Any insight is greatly appreciated. Thanks !
I will answer my own question since nobody here knows SQUAT ! I was able to talk to someone that installs these for a living and he told me that Lawson and PGT are built identical as far as thickness and quality goes. He told me the more expensive PGT windows are EASY to break into with a butter knife and to avoid PGT at all costs ! So there you go....PGT sucks for the money.
Actually, I saw your message this morning and I was planning to answer it this afternoon - however, since no one here knows squat, I imagine that my answer wouldn't be any help anyway.
But, what the heck, so....
Laminated glass is made up of two sheets of glass and a plastic interlayer. The two primary types of plastic interlayers most used in laminated glass are PVB or polyvinyl butyral and SGP or Sentry Glass Plus. PVB is a relatively soft and pliable plastic and it is the same material that is used in the windshield of your car; however when used in an impact product it is three times thicker than it is in your car's windshield.
SGP is a much more rigid interlayer that was designed specifically for the impact application.
Since your primary concern is sound-blocking you want to use PVB. SGP does little in sound blocking application versus PVB.
Glass for your home is available in three "states"; annealed, heat strengthened, and tempered. Glass used for laminated glass in impact windows can be made using annealed, heat strengthened, and tempered.
The salesman who told you that "annealed laminated glass is not as good as just pure laminated glass. Lawson has annealed laminated glass." either doesn't know glass very well or else wasn't good at explaining - resulting in a misunderstanding. The term "pure laminated glass" has no meaning.
Annealed glass used in laminated make up will meet your specifications. There is no sound control advantage to using either heat strengthened or tempered laminated glass. There can be windload advantages to using heat strengthened or tempered when laminating, but it isn't as common (by a good bit) versus using annealed glass.

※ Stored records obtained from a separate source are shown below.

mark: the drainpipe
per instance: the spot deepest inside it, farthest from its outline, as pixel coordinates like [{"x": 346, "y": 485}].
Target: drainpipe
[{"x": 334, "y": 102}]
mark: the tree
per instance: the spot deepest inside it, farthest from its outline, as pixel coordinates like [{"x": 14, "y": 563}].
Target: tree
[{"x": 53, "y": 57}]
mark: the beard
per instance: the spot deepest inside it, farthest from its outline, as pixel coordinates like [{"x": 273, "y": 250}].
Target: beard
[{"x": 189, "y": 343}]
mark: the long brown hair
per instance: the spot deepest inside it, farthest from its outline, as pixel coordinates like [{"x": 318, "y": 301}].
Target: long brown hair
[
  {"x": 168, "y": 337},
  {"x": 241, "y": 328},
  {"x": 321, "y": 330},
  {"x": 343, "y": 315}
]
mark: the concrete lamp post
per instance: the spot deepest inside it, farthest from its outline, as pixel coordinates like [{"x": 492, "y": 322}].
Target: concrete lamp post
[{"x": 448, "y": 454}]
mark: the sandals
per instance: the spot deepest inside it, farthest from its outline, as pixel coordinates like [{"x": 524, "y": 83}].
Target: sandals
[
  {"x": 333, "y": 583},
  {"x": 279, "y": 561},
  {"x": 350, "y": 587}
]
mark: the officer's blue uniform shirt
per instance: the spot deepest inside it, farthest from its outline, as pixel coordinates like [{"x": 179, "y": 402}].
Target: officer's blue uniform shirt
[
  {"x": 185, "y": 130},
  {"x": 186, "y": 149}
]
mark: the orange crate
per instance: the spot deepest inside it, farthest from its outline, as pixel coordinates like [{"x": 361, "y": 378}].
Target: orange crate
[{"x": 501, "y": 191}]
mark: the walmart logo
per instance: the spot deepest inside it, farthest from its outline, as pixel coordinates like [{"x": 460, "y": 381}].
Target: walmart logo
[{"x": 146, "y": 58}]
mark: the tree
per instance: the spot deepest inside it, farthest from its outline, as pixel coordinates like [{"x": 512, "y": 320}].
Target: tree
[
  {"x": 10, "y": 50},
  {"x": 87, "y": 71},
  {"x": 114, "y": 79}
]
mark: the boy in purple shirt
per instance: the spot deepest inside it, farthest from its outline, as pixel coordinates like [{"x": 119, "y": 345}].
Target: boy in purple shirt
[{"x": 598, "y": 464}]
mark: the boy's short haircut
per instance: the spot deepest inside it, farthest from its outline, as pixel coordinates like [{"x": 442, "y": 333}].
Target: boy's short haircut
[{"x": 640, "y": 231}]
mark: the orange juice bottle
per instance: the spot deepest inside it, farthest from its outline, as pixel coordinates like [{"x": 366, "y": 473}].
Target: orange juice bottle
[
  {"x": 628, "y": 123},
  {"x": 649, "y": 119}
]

Impact glass comes in thicknesses ranging from a bit under 1/4" up to 3/4" or more. Generally, thicker impact glass is going to be an improvement in sound blocking ability - it also can be a good bit more expensive for several reasons.
From a security standpoint, laminated glass using SGP is a superior product to using PVB. However, both products will stop a 2x4 at 50fps from passing thru the glass. The same 2x4 will punch thru 3/4" plywood more times than not and 1/4" impact glass will stop it better than 95% of the time depending on a few other factors.
Few break-ins occur when the windows are in some ways stronger than the walls.
If this is a big investment it might be worth your time to call a couple of manufactures and/or suppliers and form your own opinion.
True, I don't know Squat and I'm just a "Stiller" fan from "Picksburgh". So now you know I don't live in an area that requires impact windows therefor I don't know anything about impact windows either. I do have experience with contractors (installers) and I would be cautious of his/her recommendation unless we had a really good relationship. While most contractors I have worked with have great integrity often they are biased to a particular product because it is: all they use, all they know about, the best wholesale price (most markup) or lots of other reasons unrelated to quality. Sometimes they simply have been influenced by a particular manufacture and often truly believe they are giving good advice when they have been misinformed.
Thanks Rege ! I will look more into it. I found another home improvement forum where I have been receiving a lot of excellent responses. Thanks for the insight.
Are these installed prices?
Here's something no one has mentioned but that's probably because none of us here know squat and in fact you really don't deserve this information anyway.
But, If you were smart (and that's fairly questionable right now) you should first check to see that those window products you are looking to buy are products that qualify for the Federal Income Tax Credit of fifteen hundred dollars for anyone upgrading windows on their homes this year.
If they don't qualify for the tax credit, and not all windows do, then keep looking.:) Didja get that news from the other forum?